What matters here is not what those topics or who those personalities were, but what the distortions they sustained have led us, as a country still reeling from colonialism, to at present. It has been something of a convenient truth to resort to that politicians have contributed to our fragmented polity. But then, we can ask, what is polity but society, and what is society but a mishmash of politicians and non-politicians: artists, scientists, businessmen, ideologues, sociologists?
In this sense, the distortions made by the social scientists during the NGO wave of the 80s have contributed as much to that fragmented polity as the politicians, if not more than them. So successful has this culture of distortion been, moreover, that those from outside who write on our culture, history, and arts cave in inadvertently to the many simplifications made by these scientists.

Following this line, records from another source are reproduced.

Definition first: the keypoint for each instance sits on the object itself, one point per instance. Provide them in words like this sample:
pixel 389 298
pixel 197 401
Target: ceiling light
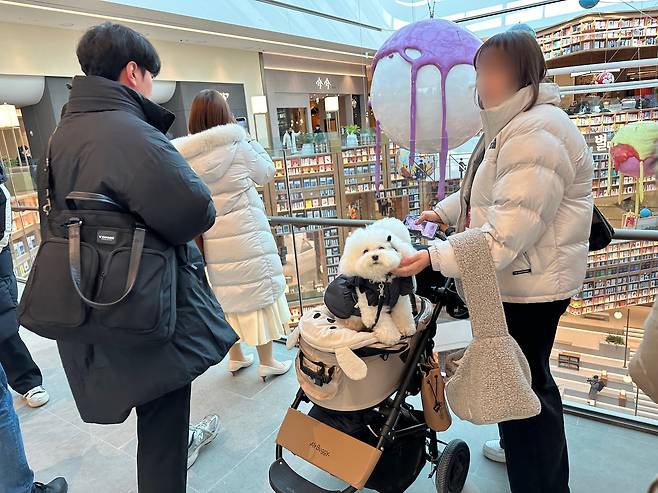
pixel 177 28
pixel 8 116
pixel 331 104
pixel 259 105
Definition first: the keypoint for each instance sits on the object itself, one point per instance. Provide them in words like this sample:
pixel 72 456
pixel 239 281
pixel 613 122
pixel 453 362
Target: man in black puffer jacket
pixel 112 141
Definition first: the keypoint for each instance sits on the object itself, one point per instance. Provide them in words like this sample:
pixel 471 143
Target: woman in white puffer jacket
pixel 243 262
pixel 529 187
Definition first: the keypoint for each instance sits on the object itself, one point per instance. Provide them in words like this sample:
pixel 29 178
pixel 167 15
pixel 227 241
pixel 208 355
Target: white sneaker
pixel 493 451
pixel 236 365
pixel 37 397
pixel 271 371
pixel 200 436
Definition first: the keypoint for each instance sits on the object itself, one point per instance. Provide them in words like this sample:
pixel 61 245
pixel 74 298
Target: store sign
pixel 601 142
pixel 326 83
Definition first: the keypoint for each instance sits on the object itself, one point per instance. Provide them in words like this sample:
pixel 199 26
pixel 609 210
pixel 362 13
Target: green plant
pixel 613 339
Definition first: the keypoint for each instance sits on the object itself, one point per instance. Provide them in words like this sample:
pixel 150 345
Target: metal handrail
pixel 619 234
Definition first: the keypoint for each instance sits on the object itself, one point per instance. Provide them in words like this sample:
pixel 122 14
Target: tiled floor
pixel 102 458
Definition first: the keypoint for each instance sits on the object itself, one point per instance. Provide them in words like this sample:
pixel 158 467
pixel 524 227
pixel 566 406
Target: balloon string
pixel 640 183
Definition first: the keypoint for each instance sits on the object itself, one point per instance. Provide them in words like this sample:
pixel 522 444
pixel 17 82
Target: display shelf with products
pixel 621 275
pixel 628 185
pixel 599 129
pixel 312 191
pixel 599 32
pixel 358 168
pixel 429 192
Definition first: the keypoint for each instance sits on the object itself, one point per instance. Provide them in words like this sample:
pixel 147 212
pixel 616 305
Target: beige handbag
pixel 643 368
pixel 654 486
pixel 435 407
pixel 492 381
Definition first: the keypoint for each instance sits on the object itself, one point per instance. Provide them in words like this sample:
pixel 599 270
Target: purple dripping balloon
pixel 440 43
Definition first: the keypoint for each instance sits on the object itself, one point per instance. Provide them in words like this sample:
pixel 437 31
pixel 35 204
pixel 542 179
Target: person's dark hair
pixel 209 109
pixel 105 50
pixel 524 56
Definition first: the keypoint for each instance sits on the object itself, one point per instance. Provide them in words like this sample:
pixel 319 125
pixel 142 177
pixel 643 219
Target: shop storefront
pixel 303 101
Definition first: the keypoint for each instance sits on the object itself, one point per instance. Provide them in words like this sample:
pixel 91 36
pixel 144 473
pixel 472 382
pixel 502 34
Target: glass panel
pixel 20 171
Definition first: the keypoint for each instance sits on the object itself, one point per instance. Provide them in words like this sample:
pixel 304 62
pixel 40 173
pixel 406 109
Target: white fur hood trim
pixel 208 140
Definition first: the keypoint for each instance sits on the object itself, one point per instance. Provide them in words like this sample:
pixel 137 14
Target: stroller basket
pixel 354 374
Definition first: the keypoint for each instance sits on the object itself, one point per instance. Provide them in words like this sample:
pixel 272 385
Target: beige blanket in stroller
pixel 344 370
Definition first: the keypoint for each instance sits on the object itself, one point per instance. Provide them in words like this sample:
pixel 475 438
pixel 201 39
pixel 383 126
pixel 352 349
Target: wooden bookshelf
pixel 599 32
pixel 623 274
pixel 312 191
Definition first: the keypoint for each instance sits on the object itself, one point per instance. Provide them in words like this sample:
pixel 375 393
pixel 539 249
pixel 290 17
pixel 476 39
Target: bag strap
pixel 43 187
pixel 76 269
pixel 480 283
pixel 91 198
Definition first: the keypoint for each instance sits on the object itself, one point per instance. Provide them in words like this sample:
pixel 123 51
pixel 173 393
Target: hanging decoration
pixel 630 147
pixel 423 89
pixel 588 4
pixel 604 77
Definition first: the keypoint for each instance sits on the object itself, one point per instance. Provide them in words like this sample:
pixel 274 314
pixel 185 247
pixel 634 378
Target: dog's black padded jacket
pixel 341 299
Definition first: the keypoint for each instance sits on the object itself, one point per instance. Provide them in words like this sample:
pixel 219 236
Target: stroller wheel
pixel 459 312
pixel 452 467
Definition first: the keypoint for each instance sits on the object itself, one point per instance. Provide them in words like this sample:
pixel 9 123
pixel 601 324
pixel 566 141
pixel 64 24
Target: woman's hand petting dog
pixel 431 216
pixel 412 265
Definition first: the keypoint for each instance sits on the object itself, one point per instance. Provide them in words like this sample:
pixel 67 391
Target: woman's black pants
pixel 536 448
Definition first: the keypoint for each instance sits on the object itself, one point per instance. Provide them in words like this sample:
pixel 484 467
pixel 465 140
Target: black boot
pixel 57 485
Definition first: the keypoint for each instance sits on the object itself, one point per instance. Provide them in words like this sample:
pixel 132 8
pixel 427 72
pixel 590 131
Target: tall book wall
pixel 623 274
pixel 359 169
pixel 598 130
pixel 314 193
pixel 599 32
pixel 400 185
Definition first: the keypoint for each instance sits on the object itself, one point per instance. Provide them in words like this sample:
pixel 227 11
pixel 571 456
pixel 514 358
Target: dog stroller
pixel 360 428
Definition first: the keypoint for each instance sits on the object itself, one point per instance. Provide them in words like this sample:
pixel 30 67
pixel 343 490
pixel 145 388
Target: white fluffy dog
pixel 384 301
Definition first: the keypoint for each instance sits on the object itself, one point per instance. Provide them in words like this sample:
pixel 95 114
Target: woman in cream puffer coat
pixel 528 187
pixel 243 262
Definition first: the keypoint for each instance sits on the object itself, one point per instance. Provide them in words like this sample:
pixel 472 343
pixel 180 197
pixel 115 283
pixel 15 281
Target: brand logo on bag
pixel 318 448
pixel 106 237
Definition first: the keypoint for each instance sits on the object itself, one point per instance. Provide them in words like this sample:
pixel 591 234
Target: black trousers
pixel 162 434
pixel 536 448
pixel 23 374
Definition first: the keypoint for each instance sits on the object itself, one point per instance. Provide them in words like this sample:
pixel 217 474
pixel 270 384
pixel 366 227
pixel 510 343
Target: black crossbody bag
pixel 601 233
pixel 100 276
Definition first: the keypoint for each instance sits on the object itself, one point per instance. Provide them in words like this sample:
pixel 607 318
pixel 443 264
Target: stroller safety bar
pixel 284 480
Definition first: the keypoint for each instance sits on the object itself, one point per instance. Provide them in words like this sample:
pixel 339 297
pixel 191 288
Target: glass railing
pixel 323 191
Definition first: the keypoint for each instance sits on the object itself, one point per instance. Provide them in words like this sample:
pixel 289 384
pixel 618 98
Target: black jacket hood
pixel 93 94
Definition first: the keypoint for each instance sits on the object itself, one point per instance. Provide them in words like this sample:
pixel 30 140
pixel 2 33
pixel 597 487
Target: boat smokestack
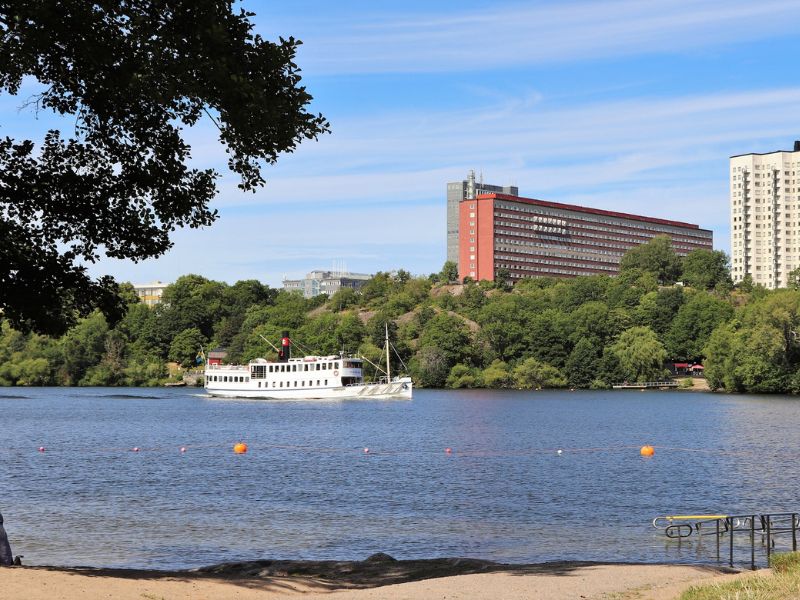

To give just one example, in 2009 a man called Robert Kaplan wrote a long article on Sri Lanka in The Atlantic. He titled it “Buddha’s Savage Peace” and argued, inter alia, that the 30 year civil conflict was one between Sinhalese Buddhists and Hindu Tamils, bringing down the war to a mere religious crisis.
This reduction of the conflict into one between Buddhists and Hindus simplified what was really a complex reality: the conflict between Buddhists and Tamil Christians, the caste disputes between Hindu and Christian Tamils, and the prevalence of chauvinism among Sinhalese Christians. The animus of the Sinhalese Buddhists against the Hindu Tamils is, though not certainly a myth, a convenient simplification, and although I’m not sure where Kaplan picked it up from, I am certain that it was a result of the culture of reductionism the privatisation of the social sciences had facilitated decades before. It’s not too late in this respect, I feel, to write another Recolonisation, and it’s not too late to call out on the people behind this wave of reductionism. Right now.